Interest rates are being closely watched after the Reserve Bank decided to hold cash rates at 2.75% in June. RBA Governor, Glenn Stevens explained that the mining downturn has driven a significant depreciation of the Aussie dollar over the past three months. This depreciation has increased the attractiveness of local exports and provided support to our otherwise challenged economy.
In international debt markets, the Federal Reserve in the USA rescinded its indefinite support of fixed income markets causing global corporate bonds to fall 2.36% and emerging market debt to plunge over 4% for the month.
Australian equities followed the global markets down in June, with the ASX 300 falling 2.4% for the month. Small caps were the worst performers falling by 7.15%. Information Technology and Materials sectors were the worst affected, falling 6.96% and 10.26% respectively in the month of June. The materials sector has been significantly impacted by the rapid fall in the price of gold by 22.71% over the last 12 months. This and the follow-on effects have driven some gold stocks down over 50%.
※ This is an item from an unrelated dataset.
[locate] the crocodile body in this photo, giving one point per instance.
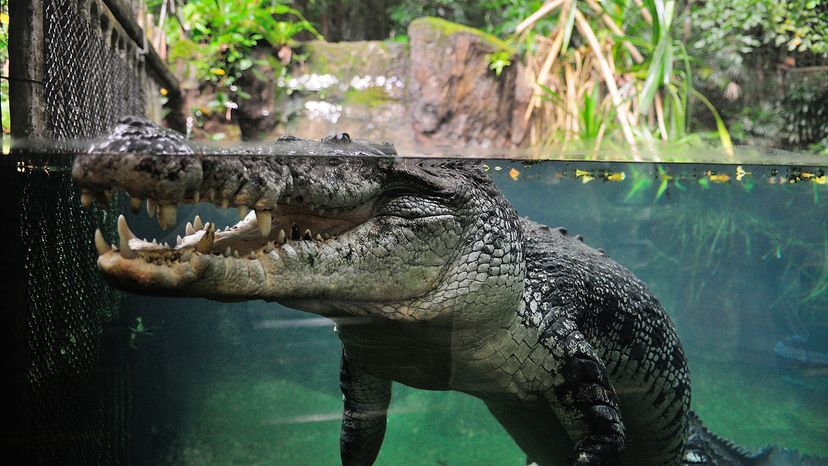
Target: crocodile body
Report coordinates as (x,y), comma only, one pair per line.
(432,280)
As is often the case during a downturn, the defensive healthcare sector outperformed the market, rallying by 1.33%. Property also stayed fairly strong against other industries, with Australian REITs only declining 1.02% in June.
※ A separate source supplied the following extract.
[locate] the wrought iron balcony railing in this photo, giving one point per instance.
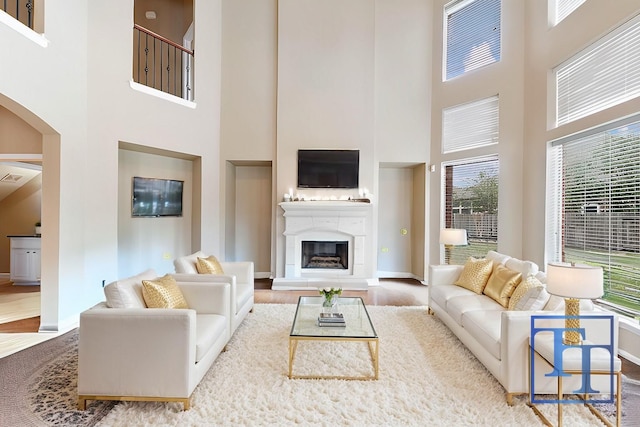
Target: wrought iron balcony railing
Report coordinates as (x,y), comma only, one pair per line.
(22,10)
(162,64)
In international equities, the Fed’s announcement that they will wind back quantitative easing sooner than previously expected unbalanced markets. Global equities subsequently declined by 2.43% during the last month of the June quarter. Losses in China continued from previous months, with the MSCI China index slipping 7.07% in June, and the HSBC Manufacturing PMI falling to 49.2 which is seen as a slight contraction of the Chinese economy. (A number above 50 signifies expansion, below 50 signifies contraction).
Over the coming three months we are looking for three slow but realistic shifts in the market,
- We expect the USA will continue down the forewarned path of reducing its quantitative easing, bringing to fruition something the market already expects. This could cause some market instability around announcements.
- We see the continued weakness in commodity prices and Asian markets driving a gradual and painful weakness across the mining economy in Australia and a continued flow through to other sectors.
- And the conclusion of the Federal Election period should bring the end of the inactivity that results from political uncertainty.